This EKG comes courtesy of Dr. Khodorkovsky.
An 88 y/o male with a history of CHF presents after a syncopal episode. He does not remember the event. He is currently awake and alert. BP 130/80.
His EKG is below:
1. What does the EKG demonstrate?
2. How would you manage this patient?
A ventricular escape rhythm.
The patient is hemodynamically stable. Atropine can be attempted. Pacing pads should be placed and the patient should be monitored closely.
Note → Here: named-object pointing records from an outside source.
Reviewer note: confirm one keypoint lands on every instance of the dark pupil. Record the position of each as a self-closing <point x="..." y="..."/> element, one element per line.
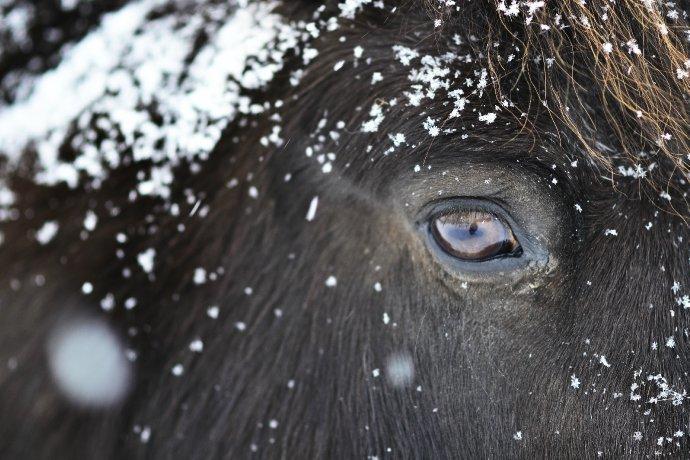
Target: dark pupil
<point x="473" y="235"/>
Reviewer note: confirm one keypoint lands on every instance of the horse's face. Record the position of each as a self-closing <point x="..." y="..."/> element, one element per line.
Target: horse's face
<point x="383" y="256"/>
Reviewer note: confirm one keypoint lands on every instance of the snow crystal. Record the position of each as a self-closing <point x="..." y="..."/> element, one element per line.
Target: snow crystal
<point x="88" y="364"/>
<point x="177" y="370"/>
<point x="47" y="232"/>
<point x="400" y="370"/>
<point x="87" y="288"/>
<point x="146" y="260"/>
<point x="199" y="275"/>
<point x="197" y="346"/>
<point x="90" y="221"/>
<point x="311" y="212"/>
<point x="213" y="312"/>
<point x="488" y="118"/>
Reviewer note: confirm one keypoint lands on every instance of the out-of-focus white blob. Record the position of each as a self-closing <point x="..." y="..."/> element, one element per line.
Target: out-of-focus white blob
<point x="400" y="370"/>
<point x="88" y="363"/>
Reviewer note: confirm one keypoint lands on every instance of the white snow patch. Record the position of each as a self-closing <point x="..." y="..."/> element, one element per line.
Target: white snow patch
<point x="47" y="232"/>
<point x="88" y="364"/>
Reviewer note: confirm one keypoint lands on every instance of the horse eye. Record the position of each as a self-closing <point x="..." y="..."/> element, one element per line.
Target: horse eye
<point x="474" y="236"/>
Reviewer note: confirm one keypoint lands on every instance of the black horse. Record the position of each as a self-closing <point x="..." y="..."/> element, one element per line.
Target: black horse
<point x="438" y="230"/>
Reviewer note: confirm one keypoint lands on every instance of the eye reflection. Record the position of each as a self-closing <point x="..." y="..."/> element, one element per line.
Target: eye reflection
<point x="474" y="235"/>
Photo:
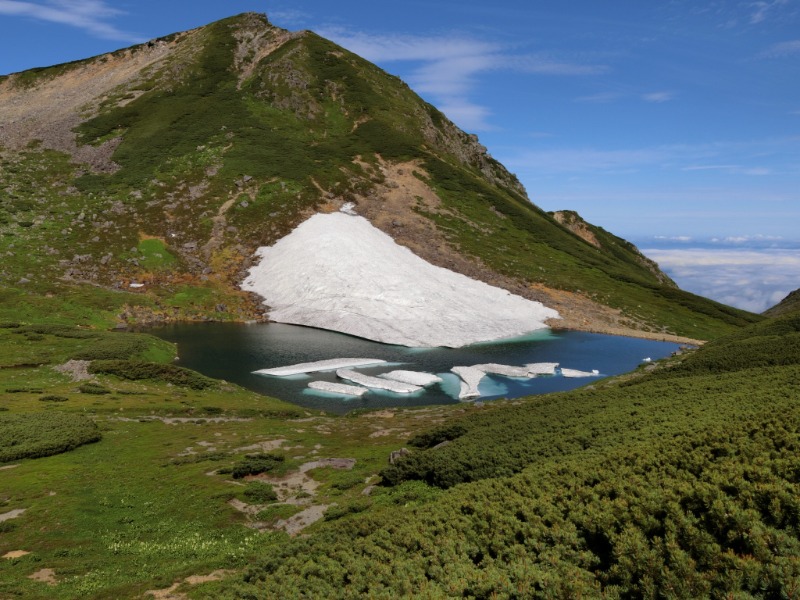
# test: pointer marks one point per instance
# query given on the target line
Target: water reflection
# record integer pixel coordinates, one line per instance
(232, 351)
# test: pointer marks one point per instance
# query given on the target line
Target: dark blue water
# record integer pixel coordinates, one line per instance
(232, 351)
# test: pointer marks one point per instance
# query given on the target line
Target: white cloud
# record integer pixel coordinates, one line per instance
(674, 238)
(658, 97)
(447, 68)
(782, 49)
(748, 279)
(760, 11)
(600, 98)
(668, 157)
(92, 16)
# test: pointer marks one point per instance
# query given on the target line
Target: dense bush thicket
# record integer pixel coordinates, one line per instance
(103, 345)
(32, 435)
(680, 487)
(137, 370)
(502, 442)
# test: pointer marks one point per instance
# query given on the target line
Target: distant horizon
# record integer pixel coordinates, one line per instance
(676, 127)
(680, 119)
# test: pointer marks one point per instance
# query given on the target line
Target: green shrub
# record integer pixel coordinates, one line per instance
(348, 481)
(255, 464)
(138, 370)
(258, 492)
(429, 439)
(53, 398)
(93, 388)
(32, 435)
(337, 511)
(113, 346)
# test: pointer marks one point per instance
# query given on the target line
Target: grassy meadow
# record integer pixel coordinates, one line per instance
(679, 481)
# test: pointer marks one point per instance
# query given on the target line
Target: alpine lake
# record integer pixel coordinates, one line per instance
(232, 351)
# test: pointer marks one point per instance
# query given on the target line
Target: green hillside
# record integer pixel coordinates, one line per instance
(236, 134)
(123, 473)
(788, 305)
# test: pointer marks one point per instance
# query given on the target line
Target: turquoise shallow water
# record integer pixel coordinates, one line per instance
(232, 351)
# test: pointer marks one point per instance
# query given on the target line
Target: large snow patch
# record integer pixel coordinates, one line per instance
(338, 272)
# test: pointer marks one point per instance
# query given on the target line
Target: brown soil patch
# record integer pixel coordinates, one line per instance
(78, 370)
(52, 108)
(295, 524)
(12, 514)
(262, 446)
(171, 592)
(386, 432)
(47, 576)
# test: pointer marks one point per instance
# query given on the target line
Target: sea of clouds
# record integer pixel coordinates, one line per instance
(749, 272)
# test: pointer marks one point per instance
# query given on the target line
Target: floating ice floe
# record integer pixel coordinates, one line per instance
(576, 373)
(320, 365)
(470, 379)
(541, 368)
(377, 382)
(338, 388)
(506, 370)
(412, 377)
(339, 272)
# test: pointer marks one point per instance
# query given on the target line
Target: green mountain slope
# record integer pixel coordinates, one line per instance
(169, 163)
(788, 305)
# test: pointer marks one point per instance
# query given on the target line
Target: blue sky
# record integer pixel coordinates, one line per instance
(670, 119)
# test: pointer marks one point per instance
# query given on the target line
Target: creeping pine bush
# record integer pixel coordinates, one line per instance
(258, 492)
(53, 398)
(254, 464)
(32, 435)
(93, 388)
(137, 370)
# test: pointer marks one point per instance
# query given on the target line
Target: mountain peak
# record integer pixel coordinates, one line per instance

If no reversible cause is identified the patient will need a pacemaker.
The EKG shows a bradycardic rhythm with absent P waves, a regular rhythm, with wide QRS complexes and a rate less than 30. This is consistent with a ventricular escape rhythm.
When the SA node fails, the heart has two back-up systems that can temporarily maintain a heart beat. One is the AV node (also known as the junction) which can produce a junctional escape rhythm. Another is the ventricles which can produce a ventricular escape rhythm (also known as an idioventricular or ventricular escape rhythm).
Both rhythms present with absent P waves and a regular rhythm. A junctional escape rhythm produces narrow QRS complexes at a rate of 45-60. A ventricular escape rhythm produces wide QRS complexes at a rate of 30-45.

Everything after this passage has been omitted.